Chinese Culture: Tai Chi 太极拳
One should not stay still too long, nor should one exhaust oneself by trying to perform impossible tasks. One should learn how to exercise from nature by observing the fact that flowing water never stagnates and a busy door with active hinges never rusts or rots. Why? Because they exercise themselves perpetually and are almost always moving. (Sun Simiao [Sun Ssu-mo] AD 581-682)
Thousands of mostly older people begin their day with a session of taichi (taijiquan) or qigong (exercise to channel qi or energy) in Beijing's parks and other open spaces.
taijiquan - which can translate as "boundless fist" or "supreme ultimate fist" is a soft-style martial art, with obscure historical roots, which became more formalized and widely practicised in 19th century China.
The poses in taichi would seem to be based on the natural and graceful movements of animals and birds.

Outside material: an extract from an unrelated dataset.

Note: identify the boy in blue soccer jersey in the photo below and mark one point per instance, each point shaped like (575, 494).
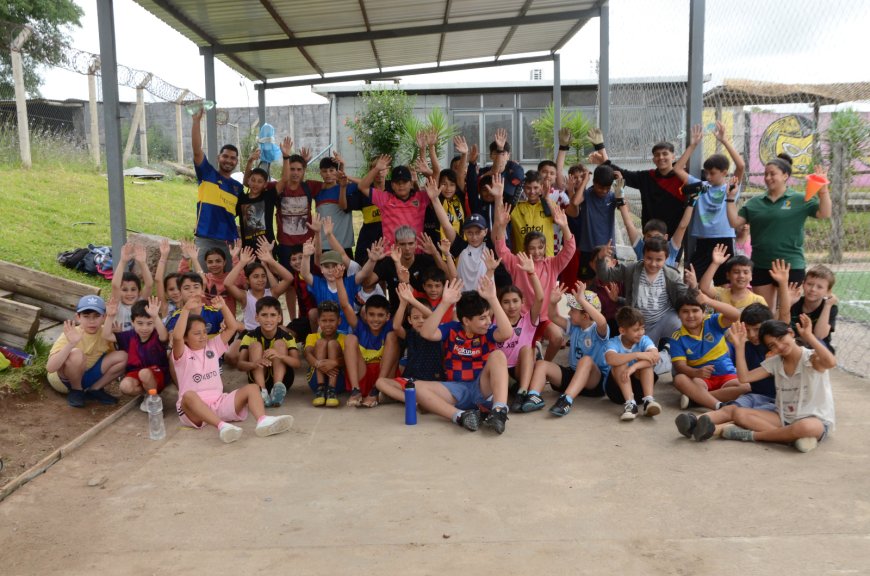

The practice of this martial art aims to promote the circulation of "chi" or energy around the body, improve concentration, balance and calm the mind for meditation and reflection.
As a means of defence, taichi emphasizes re-directing violent blows aimed at the practitioner and thus tiring and finally subduing the opponent.
Where to practice Tai-chi in Beijing
Various Chinese tour companies also offer a tai chi morning workout in one of Beijing's parks where visitors can learn some of the basic moves.